Thanks.
I can wrap my head around the Great Wheel cosmology, as conveniently printed in the D&D 5E PHB; and I can also wrap my head around the spin WOTC gave the cosmology back in 4E. I own the Manual of the Planes, for 3E and 4E.
I have several, to many thousands of pages of PF hardbacks; and I'm not seeing the quick, simple, easy presentation of the cosmology. Knowledge of it appears to be assumed? There are different planes named, and different celestials / outsiders around every corner.
For PF 1E to have been D&D 3.XX; it seemed to throw a lot at the wall in a hurry?
The first presentation of the PF1 cosmology is in a distinct cosmology chapter in the original PF1 'Inner Sea World Guide' the core setting book which gives a concise overview of the cosmology, and it was later expanded on with a book of its own 'The Great Beyond: A Guide to the Multiverse'.
PF2E includes a primer on the cosmology in the 2E Gamemastery Guide in a chapter of its own.
I wrote the above three FWIW.
I personally think that PF benefits from having had a cosmology in mind at the outset of the core setting and natives for those planes in mind, whereas D&D had a slow and not necessarily planned in advance development and population of its cosmology. But of course YMMV.
I don't own the Inner Sea World Guide, or The Great Beyond: a Guide to the Multiverse.

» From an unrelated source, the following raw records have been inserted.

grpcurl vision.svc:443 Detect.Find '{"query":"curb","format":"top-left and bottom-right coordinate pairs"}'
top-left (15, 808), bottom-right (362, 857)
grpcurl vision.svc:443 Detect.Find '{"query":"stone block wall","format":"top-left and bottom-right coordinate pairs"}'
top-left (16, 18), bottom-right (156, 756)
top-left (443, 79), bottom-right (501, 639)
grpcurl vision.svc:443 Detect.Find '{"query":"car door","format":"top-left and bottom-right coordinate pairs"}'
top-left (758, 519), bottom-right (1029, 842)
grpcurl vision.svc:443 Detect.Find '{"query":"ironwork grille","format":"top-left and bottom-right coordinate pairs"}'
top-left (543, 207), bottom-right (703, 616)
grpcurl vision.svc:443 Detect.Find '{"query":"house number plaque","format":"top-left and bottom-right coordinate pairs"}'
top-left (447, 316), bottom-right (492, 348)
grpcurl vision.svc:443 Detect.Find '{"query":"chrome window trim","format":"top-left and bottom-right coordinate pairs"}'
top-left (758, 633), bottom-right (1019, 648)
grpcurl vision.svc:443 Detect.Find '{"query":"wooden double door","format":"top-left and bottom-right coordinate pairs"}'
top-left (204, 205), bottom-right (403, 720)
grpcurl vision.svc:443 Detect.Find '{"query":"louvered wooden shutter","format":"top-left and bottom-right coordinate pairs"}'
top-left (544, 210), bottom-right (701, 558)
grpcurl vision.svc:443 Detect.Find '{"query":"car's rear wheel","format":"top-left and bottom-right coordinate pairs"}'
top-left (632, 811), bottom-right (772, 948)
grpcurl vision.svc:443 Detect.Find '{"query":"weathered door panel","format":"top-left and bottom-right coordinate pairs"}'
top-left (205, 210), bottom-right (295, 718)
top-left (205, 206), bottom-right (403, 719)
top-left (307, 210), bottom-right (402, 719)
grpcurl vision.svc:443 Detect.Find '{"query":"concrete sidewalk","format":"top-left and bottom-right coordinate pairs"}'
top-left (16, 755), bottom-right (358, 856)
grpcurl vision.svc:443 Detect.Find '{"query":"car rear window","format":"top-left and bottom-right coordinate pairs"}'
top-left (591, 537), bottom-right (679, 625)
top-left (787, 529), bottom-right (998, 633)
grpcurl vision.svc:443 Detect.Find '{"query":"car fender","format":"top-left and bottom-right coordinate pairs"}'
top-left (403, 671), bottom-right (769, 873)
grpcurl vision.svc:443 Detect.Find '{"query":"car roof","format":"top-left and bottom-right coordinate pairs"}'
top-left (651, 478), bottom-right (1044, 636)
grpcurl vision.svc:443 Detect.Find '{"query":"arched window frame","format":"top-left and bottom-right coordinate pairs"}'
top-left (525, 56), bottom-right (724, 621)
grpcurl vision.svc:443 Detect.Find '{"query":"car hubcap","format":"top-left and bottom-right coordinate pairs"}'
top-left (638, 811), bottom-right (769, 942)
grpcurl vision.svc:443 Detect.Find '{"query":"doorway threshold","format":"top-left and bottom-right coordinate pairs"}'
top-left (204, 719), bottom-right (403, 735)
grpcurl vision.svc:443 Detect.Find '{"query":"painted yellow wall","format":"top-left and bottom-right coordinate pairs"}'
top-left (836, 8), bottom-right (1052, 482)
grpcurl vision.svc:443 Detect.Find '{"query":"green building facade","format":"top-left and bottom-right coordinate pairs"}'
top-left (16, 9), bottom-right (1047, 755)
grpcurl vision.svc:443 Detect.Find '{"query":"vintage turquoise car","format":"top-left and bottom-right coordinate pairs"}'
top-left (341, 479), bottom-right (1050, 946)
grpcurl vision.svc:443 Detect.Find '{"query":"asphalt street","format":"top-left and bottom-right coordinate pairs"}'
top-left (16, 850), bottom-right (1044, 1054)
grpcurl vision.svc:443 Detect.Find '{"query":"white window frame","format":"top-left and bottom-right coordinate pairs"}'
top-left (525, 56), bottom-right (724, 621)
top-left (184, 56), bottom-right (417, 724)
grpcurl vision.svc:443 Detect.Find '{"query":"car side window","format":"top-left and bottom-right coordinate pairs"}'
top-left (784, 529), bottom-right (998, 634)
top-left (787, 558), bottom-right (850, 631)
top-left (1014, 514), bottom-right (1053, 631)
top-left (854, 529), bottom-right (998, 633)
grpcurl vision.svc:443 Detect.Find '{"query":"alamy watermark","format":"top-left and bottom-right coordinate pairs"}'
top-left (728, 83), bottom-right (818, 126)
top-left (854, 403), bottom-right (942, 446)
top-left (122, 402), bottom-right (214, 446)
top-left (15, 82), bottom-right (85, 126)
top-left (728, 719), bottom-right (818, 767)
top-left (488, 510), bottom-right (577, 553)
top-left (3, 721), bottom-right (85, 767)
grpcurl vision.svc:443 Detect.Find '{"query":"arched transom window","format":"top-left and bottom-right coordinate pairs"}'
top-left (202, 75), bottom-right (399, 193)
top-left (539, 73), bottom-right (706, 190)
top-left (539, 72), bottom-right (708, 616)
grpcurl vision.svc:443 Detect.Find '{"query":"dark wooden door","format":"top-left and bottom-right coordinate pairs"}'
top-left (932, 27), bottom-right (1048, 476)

I do own the encyclopedic Core Rulebook, Strategy Guide, Gamemastery Guide, Advanced Player's Guide, Ultimate Magic, the NPC Codex, Monster Codex, and all 6 of the Bestiaries. Plus the Beginner's Box, the Dragons Unleashed Campaign Setting, and the Bestiary 1 Pawns. And in all of that, there isn't very much cosmology information. I've had to just treat it as equivalent to the 3E & 5E cosmology.
But then there are so many Celestials / outsiders, and planes, and some of the names are different..... It's overwhelming; because this isn't my only RPG, or even my only hobby.